Spring is for bark. There are maybe three weeks in May when the sap runs hard enough that hickory bark peels from the tree in long, ribboned strips, and Ray spends them in the woods with a pocketknife and a complaining back, taking bark the way his grandfather taught him — from trees already coming down, never more than the seats will need. The strips come off with a sound like tape pulling, sweet-smelling and slick, and he coils them in a washtub to wait for winter weaving.
“People ask why I don't just buy Shaker tape,” he says. “It's a fair question. The answer is that a hickory seat gets better for fifty years. It polishes where you sit. It takes on the shape of the person. I've rewoven seats where you could tell the man favored his right side, could tell he liked to lean. Cloth doesn't remember anybody.”
The business, such as it is, lives in a spiral notebook on a shelf next to the coffee thermos. There is no website. There is a phone that rings in the house, sometimes. The notebook holds around eighty names, which at Ray's pace of forty chairs a year works out to a two-year wait, and nobody has ever asked for their deposit back — partly because he doesn't take deposits.
“A lady in Ohio waited twenty-six months for a rocker,” he says, and there is a small amusement in him about it. “She sent me a Christmas card the first December that said, no rush. The second December it said, some rush. I moved her up the list. You can do that when the list is a notebook.”

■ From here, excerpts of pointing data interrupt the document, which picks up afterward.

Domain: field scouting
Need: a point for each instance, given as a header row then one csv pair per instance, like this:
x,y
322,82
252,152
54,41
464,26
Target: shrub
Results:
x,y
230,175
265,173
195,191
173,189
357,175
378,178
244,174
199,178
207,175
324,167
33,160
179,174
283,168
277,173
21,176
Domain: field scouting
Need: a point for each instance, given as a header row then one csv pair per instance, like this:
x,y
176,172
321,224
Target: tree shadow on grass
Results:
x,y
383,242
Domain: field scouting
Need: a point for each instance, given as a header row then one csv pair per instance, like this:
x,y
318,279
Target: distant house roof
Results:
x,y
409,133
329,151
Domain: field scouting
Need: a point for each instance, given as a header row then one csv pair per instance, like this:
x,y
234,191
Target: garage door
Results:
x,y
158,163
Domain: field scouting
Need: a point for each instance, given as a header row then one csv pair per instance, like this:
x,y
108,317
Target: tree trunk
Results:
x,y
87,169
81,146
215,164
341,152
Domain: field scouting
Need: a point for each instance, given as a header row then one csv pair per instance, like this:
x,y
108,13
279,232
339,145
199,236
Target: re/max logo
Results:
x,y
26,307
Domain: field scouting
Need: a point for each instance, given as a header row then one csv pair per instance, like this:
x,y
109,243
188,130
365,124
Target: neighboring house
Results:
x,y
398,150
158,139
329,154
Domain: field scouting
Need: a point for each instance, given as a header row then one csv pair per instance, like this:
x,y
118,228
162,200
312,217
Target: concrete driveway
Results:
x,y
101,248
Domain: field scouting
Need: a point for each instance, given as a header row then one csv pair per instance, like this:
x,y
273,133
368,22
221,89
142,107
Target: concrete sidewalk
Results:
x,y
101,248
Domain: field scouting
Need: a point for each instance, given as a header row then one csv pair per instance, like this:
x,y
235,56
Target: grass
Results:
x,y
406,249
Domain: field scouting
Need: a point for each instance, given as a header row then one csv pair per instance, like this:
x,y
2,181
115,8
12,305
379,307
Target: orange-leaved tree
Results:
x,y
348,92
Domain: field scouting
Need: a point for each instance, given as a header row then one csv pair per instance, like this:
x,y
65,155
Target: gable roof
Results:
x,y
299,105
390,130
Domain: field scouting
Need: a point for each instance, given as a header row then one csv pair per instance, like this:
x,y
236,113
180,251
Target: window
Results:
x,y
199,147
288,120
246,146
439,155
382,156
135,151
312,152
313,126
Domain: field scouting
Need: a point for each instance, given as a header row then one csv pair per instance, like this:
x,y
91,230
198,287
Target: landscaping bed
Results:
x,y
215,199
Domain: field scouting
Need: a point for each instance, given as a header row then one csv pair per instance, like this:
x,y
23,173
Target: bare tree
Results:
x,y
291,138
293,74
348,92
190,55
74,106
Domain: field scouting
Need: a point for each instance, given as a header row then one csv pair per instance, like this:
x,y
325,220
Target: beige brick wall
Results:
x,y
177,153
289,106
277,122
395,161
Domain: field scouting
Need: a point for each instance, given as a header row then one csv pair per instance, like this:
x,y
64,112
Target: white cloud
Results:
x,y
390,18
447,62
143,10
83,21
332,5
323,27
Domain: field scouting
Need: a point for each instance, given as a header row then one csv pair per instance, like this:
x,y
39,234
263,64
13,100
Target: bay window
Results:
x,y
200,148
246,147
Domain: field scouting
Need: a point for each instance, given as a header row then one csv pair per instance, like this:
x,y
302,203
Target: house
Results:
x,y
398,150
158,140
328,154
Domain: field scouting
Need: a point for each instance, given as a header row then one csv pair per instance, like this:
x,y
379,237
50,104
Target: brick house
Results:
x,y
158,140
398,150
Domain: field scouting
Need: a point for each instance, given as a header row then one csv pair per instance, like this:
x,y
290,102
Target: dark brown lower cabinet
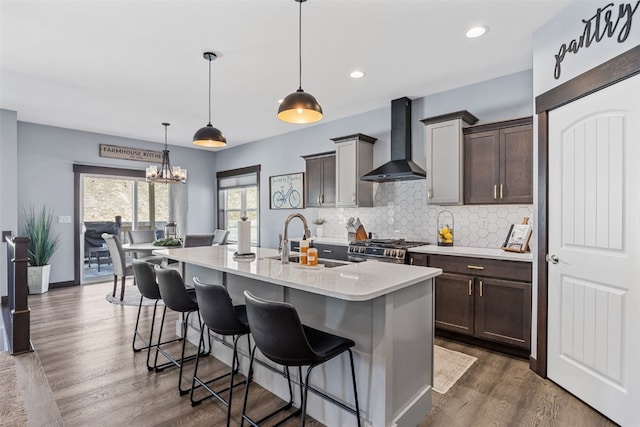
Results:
x,y
503,311
454,303
483,298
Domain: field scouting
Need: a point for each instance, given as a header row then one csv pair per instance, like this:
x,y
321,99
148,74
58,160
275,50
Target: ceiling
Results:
x,y
123,67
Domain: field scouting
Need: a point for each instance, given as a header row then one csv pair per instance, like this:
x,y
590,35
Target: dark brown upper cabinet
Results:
x,y
320,181
498,162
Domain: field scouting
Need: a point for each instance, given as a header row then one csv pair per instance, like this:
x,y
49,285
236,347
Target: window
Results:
x,y
138,203
238,196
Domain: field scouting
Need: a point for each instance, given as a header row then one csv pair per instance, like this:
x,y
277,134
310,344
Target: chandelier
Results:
x,y
166,174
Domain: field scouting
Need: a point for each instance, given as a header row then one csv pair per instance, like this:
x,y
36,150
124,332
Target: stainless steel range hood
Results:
x,y
401,167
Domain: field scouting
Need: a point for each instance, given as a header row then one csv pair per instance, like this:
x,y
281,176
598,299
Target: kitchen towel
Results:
x,y
244,237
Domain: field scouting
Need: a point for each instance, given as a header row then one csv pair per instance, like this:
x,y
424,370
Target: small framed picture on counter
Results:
x,y
287,191
518,238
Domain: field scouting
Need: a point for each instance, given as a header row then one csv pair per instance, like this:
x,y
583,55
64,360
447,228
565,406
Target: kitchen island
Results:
x,y
387,309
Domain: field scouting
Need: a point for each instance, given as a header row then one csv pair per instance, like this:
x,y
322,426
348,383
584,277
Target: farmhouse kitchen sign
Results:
x,y
607,22
126,153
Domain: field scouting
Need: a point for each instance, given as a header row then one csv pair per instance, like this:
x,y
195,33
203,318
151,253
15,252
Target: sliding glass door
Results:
x,y
116,204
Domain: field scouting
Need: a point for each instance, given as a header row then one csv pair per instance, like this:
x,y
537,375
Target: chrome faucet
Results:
x,y
285,235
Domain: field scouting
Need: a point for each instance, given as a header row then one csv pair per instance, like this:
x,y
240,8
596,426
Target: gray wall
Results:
x,y
506,97
8,188
46,156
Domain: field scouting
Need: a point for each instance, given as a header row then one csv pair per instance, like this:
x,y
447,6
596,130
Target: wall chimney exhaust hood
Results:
x,y
400,168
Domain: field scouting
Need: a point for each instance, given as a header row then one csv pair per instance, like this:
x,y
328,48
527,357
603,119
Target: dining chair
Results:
x,y
120,268
143,236
220,237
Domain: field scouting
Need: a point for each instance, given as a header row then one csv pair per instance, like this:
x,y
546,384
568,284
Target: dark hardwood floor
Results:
x,y
84,346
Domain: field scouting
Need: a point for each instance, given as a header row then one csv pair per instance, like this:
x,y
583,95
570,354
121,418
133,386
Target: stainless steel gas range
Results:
x,y
387,250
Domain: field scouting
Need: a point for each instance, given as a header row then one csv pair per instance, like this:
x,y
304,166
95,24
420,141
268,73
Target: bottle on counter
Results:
x,y
304,247
312,255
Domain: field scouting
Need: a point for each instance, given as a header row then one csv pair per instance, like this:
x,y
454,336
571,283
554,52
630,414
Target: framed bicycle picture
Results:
x,y
287,191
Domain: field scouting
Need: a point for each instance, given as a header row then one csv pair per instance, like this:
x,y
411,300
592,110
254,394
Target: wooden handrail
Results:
x,y
15,311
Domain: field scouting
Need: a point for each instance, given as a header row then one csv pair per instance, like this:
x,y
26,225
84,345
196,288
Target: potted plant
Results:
x,y
43,243
319,226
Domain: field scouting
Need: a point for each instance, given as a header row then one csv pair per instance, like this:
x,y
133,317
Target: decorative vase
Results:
x,y
38,279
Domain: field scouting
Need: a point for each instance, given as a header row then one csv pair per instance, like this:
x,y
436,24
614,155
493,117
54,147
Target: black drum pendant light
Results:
x,y
299,106
209,136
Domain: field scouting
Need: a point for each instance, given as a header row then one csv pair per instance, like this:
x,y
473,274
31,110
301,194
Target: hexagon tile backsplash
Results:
x,y
401,211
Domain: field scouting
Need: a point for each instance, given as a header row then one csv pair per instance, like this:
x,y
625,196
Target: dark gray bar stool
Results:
x,y
145,277
177,298
220,316
283,339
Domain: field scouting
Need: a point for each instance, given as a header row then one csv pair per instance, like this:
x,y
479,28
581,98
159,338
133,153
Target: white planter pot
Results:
x,y
38,279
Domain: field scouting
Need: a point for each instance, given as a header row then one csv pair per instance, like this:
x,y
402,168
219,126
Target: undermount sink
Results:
x,y
328,263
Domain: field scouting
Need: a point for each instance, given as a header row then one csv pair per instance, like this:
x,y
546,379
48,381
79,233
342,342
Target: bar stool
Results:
x,y
179,299
223,318
282,338
145,277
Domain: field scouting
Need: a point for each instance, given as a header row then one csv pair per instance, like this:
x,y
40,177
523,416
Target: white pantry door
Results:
x,y
594,250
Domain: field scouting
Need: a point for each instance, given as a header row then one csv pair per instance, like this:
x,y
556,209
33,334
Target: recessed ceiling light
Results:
x,y
474,32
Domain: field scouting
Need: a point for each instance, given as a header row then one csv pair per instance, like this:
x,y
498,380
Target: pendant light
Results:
x,y
209,136
299,106
166,174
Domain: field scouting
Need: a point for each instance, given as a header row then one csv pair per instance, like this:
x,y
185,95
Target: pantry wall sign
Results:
x,y
608,22
128,153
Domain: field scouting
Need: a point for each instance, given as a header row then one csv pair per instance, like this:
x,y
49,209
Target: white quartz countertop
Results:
x,y
353,281
327,240
490,253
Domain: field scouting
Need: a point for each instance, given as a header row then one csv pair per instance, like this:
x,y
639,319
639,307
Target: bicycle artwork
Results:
x,y
287,191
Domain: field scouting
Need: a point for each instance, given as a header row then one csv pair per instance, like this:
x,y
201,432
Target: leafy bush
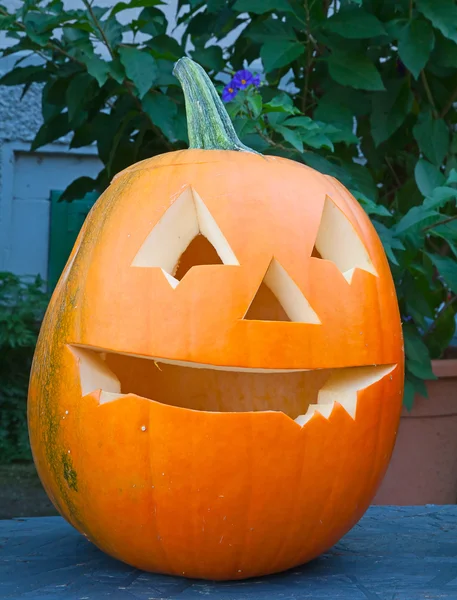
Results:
x,y
359,89
22,306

For thirty years, the last decision on every chair was not his. Carol Aldous — schoolteacher, alto in the church choir, a woman who once made Ray return a store-bought pie carrier because “we know people who make those” — chose the finish on every chair that left the shop. Walnut oil or linseed, dark or honey, and on chairs meant for children, sometimes a milk paint the color of a robin's egg. She died three winters ago. The chair on her side of the porch still faces the road.
“I stood in the shop the first week after and could not finish a chair,” Ray says. “Built fine. It sat there white as a bone, no finish on it, for a month. Because that was her part. Finally I just asked her — out loud, felt like a fool — Carol, what does this one want? And I heard her plain as day: honey, it's for a young couple, don't you dare make it dark. So I didn't. I ask her every time now. She hasn't been wrong yet.”
I just asked her, out loud — Carol, what does this one want? She hasn't been wrong yet.
Chairs come back to him now that are older than their owners. A man drove one down from Lexington last fall for a new seat — Harlan's work, built in 1958, the bark worn to a shine like saddle leather. Ray wove it, sent it home, and did not charge for it. He keeps a list of those, too, the returning chairs, in the back pages of the notebook, and it is getting longer than the waiting list.
“Everything I make is going to outlive me, and I think about that at the bench, but not in a sad way,” he says. “A chair is the most human thing there is. It's built to hold somebody. Somebody I'll never meet is going to be held up by a thing I made after I'm gone — rock their babies in it, sit down hard in it the day they get bad news. You can't ask more of your hands than that.”
By evening the light has crossed the shop and gone. Ray sweeps the shavings into a feed sack — kindling for the house stove, nothing wasted — and hangs the drawknife on its nail, where the wall behind it has worn pale in the shape of the blade. Tomorrow there is a post to shave, a rocker to start for a name near the top of the notebook, an opinion to ask for. He turns off the light. Out on the porch, two chairs face the road, and one of them is waiting.